MICHELE NORRIS, Host:
Changing the subject now - more good news today from middle-class families hoping to finance an Ivy League education. Yale University has announced that it will follow Harvard's lead and overhaul its financial aid system. Like Harvard, Yale plans to dip into its multi-billion dollar endowment to do it. And the plan is expected to resemble Harvard's, which caps tuition for families earning up to $180,000 at 10 percent of their entire earnings. A number of elite schools are making changes in their financial aid plans. I asked Eric Hoover of the Chronicle of Education, why.
ERIC HOOVER: One answer is simply that there is genuine concern. There is a concern about the future of higher education, about the future of classes - what are they going to look like, are they going to be representative more so or less so of the diversity of the United States at a time when the population is becoming more and more diversed.
NORRIS: So a concern about what some might call the bow tie effect. That you have a lot of students who are on full financial aid, a lot of wealthy students, but not a lot of students in that little category of the middle class.

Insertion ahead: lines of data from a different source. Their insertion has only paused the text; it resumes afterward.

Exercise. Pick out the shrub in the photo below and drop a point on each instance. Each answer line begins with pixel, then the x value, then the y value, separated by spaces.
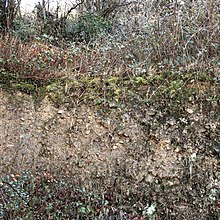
pixel 86 27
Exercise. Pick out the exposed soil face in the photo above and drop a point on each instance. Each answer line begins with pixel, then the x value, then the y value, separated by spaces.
pixel 140 153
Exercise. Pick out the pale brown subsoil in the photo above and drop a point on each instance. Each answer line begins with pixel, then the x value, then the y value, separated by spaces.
pixel 117 150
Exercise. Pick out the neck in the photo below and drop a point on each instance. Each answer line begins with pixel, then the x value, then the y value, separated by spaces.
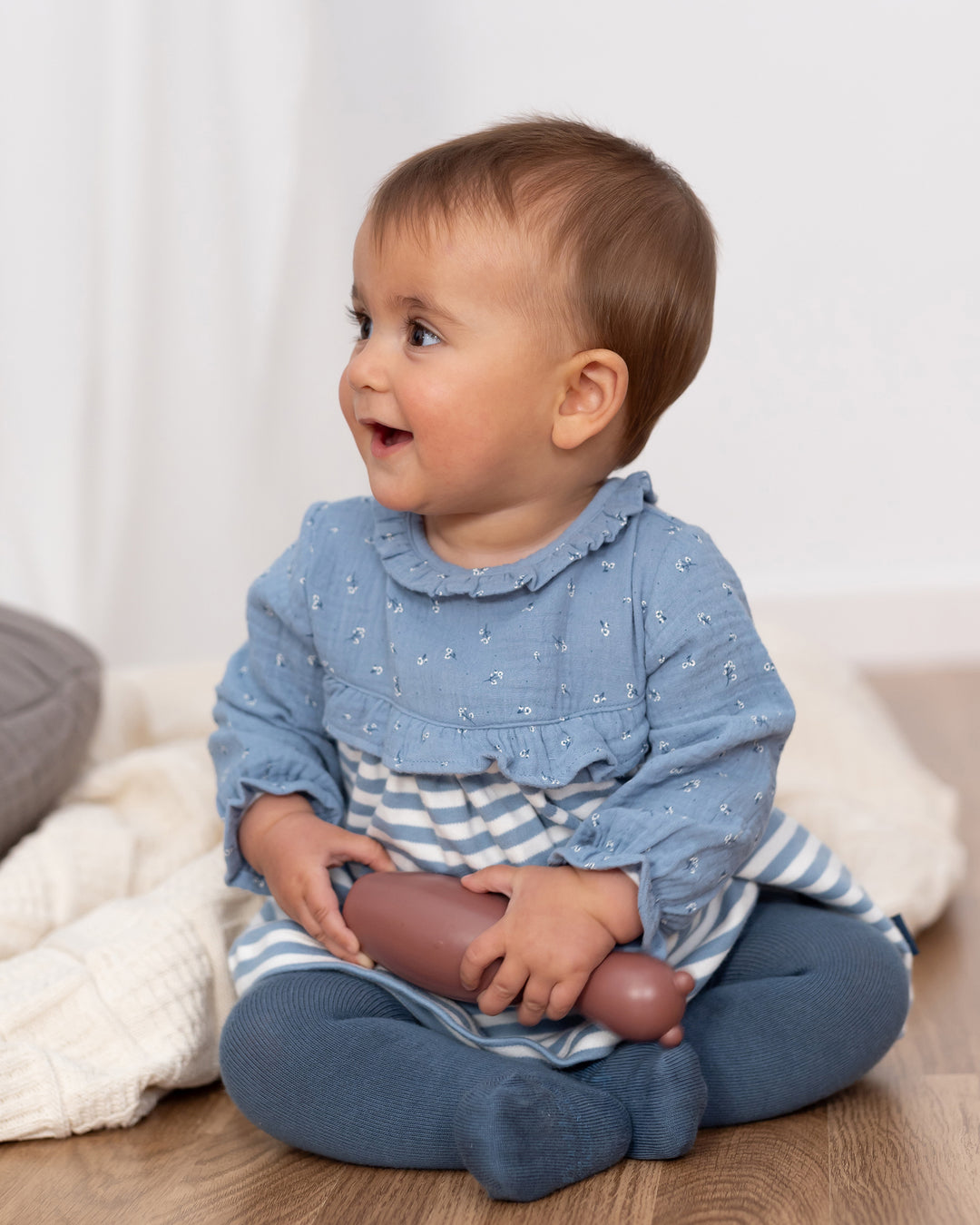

HOOVER: Absolutely. A number of admission deans have cited quite publicly about that shrinking middle or the pinch in the middle, however you want to define it. Certainly, that concern is genuine. At the same time, there are other issues in play. Here in Washington, the United States Senate recently held a hearing on endowment spending rates. And so there's interest on Capitol Hill in how colleges and universities spend their money.
BLOCK: So Eric, if the schools are sitting on these big fat endowments, why don't they just lower tuition for everybody?
HOOVER: That's a very good question. I think in this country, there's a - and in Harvard, there's an old soul that's hard to let go of and that is you get what you pay for.
NORRIS: So there might be this perception that if Harvard lowered its tuition that the quality of the education would diminish as well.
HOOVER: I think - as with many things, perceptions in higher ed shape a great deal of reality.
NORRIS: Will this make it hard for small, private little art schools to compete with Harvard now?
HOOVER: I think that is a real concern. And some officials from smaller institutions, less wealthy institutions have expressed that concern. And some experts believe strongly that while this may be good for Harvard and Yale and their ilk, it puts other institutions in a bind, and that's simply because they do not have the resources to compete across the board in the financial aid packaging game with the richest colleges.
NORRIS: So what can schools do? I mean, it sounds like it is having a catalytic effect - some schools are making changes.
HOOVER: That money that they're putting out is going to come out of other places. That's why you hear, not necessarily resentment, but some healthy skepticism or at least plea for perspective from the presidents and admissions deans at schools who are just below or well below that top wealth tier that Harvard and Yale are in.
NORRIS: Eric, thanks so much for talking to us.
HOOVER: Okay. Thank you for having me on.
NORRIS: That was Eric Hoover, he's a writer with the Chronicle of Higher Education.